Dolphine Oda, BDS, MSc
doda@u.washington.edu

Contributed by
Drs. P. Brar, F Bales, J Evans & M Egbert
University of Washington and Seattle Children’s Hospital, WA

Case Summary and Diagnostic Information

This is a healthy 15-year-old Caucasian girl who first presented to the University of Washington Pediatric clinic with slight mucosal thickening and swelling in the right hard palate below teeth #s 4 & 5.

Diagnostic Information Available

History of present Illness

This is a healthy 15-year-old Caucasian girl who first presented to the University of Washington Pediatric clinic with slight mucosal thickening and swelling in the right hard palate below teeth #s 4 & 5 (Fig 1).  The swelling was asymptomatic and of unknown duration.  It was the same color as the surrounding mucosa and was firm to palpation.  It was smooth-surfaced with defined borders around 2 X 1.5 in length and width.  A small Incisional biopsy was performed at the Oral Surgery clinic, University of Washington.

Figure 1. This is a clinical photograph from when the patient first presented to the Oral Surgery clinic, University of Washington.Note the slight swelling with surface thickening.

Medical History

Her medical history is not significant for any diseases or allergies.

Clinical and Radiographic Findings

The patient was first seen at the Pediatric Clinic, University of Washington, School of Dentistry for a swelling in the right hard palate.  The swelling was of unknown duration and was asymptomatic.  The surrounding teeth were vital and the radiographs were negative for any periapical lesions.  The swelling was firm and the same color as the surrounding mucosa (Fig 1).  It was of a significant size around 2 X 1.5 in length and width.

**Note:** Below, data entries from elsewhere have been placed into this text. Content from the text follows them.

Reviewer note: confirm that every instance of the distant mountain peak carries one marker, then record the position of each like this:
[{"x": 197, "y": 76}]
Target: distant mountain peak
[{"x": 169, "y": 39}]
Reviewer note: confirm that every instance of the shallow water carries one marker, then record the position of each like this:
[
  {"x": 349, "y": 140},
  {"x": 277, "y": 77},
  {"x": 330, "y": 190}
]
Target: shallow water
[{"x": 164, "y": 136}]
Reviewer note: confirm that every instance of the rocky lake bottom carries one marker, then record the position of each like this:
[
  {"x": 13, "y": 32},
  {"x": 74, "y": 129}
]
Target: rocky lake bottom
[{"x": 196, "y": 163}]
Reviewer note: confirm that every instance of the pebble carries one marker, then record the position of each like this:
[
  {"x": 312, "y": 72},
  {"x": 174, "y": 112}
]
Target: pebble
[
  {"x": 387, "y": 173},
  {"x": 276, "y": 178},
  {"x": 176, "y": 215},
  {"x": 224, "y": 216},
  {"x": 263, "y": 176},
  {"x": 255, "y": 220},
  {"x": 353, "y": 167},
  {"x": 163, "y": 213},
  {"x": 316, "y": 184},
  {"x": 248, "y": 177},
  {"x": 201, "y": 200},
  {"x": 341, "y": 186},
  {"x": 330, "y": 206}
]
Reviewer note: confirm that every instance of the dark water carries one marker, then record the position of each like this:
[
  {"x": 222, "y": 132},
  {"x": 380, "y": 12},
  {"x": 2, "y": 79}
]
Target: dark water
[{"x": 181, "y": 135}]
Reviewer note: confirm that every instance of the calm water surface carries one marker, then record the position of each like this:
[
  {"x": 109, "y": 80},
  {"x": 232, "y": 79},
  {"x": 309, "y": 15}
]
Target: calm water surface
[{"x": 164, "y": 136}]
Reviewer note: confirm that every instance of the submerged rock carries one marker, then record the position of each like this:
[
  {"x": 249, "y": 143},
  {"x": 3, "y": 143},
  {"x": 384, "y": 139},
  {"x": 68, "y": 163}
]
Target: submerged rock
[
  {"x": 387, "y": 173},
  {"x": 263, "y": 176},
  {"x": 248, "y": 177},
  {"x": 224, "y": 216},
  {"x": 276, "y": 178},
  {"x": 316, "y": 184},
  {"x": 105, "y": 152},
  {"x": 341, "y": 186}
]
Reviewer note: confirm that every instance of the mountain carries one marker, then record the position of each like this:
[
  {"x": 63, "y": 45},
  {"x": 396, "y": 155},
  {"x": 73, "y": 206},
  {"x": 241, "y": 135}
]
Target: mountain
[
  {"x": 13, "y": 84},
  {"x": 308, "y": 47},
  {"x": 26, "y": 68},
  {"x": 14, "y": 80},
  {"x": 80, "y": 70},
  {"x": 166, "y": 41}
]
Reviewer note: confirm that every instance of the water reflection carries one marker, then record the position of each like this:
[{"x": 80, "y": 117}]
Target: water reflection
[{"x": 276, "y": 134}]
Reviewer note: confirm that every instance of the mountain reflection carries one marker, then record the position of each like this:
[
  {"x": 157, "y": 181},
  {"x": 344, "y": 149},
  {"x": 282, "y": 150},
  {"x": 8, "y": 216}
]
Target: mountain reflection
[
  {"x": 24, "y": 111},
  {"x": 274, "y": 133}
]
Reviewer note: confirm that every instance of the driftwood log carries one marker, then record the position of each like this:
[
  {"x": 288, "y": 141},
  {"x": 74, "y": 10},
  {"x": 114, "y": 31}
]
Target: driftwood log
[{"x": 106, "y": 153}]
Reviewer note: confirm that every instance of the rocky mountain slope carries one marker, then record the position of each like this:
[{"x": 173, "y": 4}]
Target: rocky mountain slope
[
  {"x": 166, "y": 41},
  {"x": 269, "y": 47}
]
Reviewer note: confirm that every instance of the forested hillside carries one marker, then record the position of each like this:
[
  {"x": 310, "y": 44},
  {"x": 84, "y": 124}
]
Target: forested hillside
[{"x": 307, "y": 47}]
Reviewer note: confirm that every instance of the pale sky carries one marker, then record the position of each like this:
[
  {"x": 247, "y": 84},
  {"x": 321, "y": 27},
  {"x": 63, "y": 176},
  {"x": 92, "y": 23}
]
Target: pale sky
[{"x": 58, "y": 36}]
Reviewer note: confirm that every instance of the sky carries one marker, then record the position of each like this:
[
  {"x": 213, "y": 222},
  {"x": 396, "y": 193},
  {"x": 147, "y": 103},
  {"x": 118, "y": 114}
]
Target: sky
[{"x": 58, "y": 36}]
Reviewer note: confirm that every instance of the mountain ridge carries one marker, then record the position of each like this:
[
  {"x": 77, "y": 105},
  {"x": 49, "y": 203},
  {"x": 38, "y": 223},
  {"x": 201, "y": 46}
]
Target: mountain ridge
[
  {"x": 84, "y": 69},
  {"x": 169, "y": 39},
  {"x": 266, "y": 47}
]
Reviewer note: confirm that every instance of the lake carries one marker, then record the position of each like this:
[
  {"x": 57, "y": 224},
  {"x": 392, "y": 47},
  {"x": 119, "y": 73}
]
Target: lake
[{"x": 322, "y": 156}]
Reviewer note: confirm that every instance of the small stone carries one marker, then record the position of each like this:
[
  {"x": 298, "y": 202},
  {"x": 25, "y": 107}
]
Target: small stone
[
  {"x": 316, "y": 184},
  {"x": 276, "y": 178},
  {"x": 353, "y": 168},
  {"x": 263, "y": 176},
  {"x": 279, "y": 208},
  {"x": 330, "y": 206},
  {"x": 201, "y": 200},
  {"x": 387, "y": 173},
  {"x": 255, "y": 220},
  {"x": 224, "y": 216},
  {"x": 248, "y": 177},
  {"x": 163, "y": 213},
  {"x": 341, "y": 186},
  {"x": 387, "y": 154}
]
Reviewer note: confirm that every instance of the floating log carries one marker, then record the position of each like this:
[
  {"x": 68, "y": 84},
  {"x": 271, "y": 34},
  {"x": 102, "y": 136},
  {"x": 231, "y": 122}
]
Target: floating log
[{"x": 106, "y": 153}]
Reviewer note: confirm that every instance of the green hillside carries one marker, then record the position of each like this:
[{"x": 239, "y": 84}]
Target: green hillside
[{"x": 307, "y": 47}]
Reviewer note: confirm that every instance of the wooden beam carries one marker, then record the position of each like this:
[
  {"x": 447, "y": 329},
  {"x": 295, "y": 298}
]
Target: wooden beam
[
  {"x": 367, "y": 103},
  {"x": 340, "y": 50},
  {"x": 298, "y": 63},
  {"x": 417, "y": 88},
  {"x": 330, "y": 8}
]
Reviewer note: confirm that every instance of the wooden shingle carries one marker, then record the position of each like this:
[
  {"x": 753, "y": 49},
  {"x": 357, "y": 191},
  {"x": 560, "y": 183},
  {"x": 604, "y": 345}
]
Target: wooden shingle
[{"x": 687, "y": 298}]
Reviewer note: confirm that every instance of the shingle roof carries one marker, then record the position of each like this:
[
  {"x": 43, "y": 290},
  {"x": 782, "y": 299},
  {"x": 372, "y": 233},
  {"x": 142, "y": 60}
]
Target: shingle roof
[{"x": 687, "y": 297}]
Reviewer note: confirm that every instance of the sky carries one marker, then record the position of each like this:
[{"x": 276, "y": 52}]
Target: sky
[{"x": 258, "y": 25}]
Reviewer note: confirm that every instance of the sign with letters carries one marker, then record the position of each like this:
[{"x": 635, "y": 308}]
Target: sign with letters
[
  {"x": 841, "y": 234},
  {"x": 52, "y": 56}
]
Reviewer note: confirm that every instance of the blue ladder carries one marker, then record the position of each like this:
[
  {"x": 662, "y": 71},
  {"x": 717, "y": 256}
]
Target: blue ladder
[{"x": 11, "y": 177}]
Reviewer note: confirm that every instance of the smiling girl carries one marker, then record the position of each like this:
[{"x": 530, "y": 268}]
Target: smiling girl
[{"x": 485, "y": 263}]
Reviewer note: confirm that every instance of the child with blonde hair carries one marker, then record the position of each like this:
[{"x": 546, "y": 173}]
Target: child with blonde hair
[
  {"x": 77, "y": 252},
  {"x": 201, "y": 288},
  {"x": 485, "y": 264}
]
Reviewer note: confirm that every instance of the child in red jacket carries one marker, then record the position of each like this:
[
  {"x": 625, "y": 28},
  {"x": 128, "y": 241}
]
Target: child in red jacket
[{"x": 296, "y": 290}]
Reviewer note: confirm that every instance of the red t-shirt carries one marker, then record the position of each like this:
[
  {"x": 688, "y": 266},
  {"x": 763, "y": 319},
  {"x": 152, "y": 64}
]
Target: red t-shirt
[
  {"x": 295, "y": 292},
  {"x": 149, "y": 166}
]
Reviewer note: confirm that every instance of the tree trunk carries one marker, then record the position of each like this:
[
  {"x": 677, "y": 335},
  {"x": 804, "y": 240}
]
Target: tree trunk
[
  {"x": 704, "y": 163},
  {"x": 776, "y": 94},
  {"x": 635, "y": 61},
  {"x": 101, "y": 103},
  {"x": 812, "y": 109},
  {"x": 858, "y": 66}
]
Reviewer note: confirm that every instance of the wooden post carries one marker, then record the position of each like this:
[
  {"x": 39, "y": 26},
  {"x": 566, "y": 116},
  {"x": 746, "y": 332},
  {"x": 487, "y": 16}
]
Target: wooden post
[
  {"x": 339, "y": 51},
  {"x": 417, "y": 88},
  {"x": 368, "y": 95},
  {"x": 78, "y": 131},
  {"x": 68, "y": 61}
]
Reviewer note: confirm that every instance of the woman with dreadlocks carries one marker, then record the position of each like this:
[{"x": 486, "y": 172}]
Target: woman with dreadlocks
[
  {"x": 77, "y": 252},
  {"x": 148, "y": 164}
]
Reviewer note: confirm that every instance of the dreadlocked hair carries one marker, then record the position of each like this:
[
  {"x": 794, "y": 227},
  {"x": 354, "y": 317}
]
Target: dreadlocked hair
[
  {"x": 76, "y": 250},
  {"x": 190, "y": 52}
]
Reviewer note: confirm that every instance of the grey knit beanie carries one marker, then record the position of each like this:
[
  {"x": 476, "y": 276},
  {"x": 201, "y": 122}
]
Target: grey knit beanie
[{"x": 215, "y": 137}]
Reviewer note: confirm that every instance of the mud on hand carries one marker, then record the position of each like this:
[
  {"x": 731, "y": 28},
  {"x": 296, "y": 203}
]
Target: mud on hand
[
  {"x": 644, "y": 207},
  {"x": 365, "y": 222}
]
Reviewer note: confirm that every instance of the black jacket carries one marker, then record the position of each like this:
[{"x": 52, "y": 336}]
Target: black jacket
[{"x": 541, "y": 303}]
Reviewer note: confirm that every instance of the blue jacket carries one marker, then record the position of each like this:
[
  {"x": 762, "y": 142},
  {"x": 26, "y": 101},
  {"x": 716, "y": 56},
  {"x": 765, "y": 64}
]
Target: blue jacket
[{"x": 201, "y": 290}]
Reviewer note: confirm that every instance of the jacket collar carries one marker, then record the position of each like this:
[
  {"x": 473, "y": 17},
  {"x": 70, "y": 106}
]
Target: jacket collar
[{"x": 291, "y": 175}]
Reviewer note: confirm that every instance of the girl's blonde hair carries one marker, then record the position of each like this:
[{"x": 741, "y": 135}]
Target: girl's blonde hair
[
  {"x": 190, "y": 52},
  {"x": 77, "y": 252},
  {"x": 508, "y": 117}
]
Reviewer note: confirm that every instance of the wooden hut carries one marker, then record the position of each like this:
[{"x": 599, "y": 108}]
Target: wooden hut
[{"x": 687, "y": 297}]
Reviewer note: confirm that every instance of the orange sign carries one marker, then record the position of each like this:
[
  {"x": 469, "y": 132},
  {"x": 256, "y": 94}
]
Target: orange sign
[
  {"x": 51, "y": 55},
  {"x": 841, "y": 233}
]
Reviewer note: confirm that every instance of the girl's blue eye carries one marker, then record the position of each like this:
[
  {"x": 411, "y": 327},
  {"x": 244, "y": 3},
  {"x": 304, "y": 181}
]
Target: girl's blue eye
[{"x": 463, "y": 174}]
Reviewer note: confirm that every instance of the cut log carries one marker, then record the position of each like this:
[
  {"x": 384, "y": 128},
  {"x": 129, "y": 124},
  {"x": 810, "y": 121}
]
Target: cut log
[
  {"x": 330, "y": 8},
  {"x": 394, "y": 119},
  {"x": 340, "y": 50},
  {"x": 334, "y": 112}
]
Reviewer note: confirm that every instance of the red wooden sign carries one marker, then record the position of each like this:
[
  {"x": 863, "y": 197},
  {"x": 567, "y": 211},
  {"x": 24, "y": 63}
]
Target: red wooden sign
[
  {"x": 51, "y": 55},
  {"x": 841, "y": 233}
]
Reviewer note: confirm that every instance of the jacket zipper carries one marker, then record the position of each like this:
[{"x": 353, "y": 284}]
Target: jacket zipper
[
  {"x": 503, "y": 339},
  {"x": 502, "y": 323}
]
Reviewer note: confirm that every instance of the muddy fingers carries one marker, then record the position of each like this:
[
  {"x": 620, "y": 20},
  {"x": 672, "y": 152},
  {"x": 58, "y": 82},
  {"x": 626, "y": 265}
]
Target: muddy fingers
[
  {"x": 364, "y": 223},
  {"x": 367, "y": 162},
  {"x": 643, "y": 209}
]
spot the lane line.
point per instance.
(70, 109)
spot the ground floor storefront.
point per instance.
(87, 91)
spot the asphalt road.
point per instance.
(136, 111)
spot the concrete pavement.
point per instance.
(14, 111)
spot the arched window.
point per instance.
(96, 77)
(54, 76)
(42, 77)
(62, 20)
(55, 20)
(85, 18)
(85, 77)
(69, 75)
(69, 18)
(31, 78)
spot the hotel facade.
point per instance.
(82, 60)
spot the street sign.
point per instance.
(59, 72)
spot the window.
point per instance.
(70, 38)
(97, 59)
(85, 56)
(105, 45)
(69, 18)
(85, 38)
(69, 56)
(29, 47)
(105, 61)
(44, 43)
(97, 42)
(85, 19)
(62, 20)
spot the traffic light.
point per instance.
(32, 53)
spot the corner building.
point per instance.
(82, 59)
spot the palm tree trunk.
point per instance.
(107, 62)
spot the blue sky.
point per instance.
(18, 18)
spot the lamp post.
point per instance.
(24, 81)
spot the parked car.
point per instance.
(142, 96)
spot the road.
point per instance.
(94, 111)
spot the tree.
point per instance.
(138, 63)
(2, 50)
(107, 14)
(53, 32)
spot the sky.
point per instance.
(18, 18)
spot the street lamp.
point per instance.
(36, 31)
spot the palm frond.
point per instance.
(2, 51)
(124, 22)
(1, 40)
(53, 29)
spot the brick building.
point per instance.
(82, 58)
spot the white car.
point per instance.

Figure 1. This is a clinical photograph from when the patient first presented to the Oral Surgery clinic, University of Washington. Note the slight swelling with surface thickening.

Excisional Biopsy

The Incisional biopsy was diagnosed by Dr. Thomas Morton, University of Washington and the surgical specimen was diagnosed by Dr. Raj Kapur, Seattle Children’s Hospital; Department of Pathology.  The histologic evaluation of the Incisional biopsy revealed a small fragment of oral mucosa with an underlying mass of mesenchymal origin.  This mass was made up clusters, cords and sheets of large cells with granular cytoplasm and small oval to round nuclei (Fig 3).  These cells were positive with S-100 protein marker indicating the neural crest origin (Fig 4).  There was no evidence of atypia.  The cells were haphazardly arranged and were surrounded by collagen bundles (Fig 3).

Figure 3. Low power (x100) H & E histology demonstrating sheets of large cells with granular cytoplasm and small round to oval nuclei.  The tumor cells are surrounded by strands of connective tissue.

Figure 4. Higher power (x200) Immunohistochemistry stain with S-100 protein.  The tumor cells are clearly positive with S-100 protein stain indicating the neural origin of this tumor.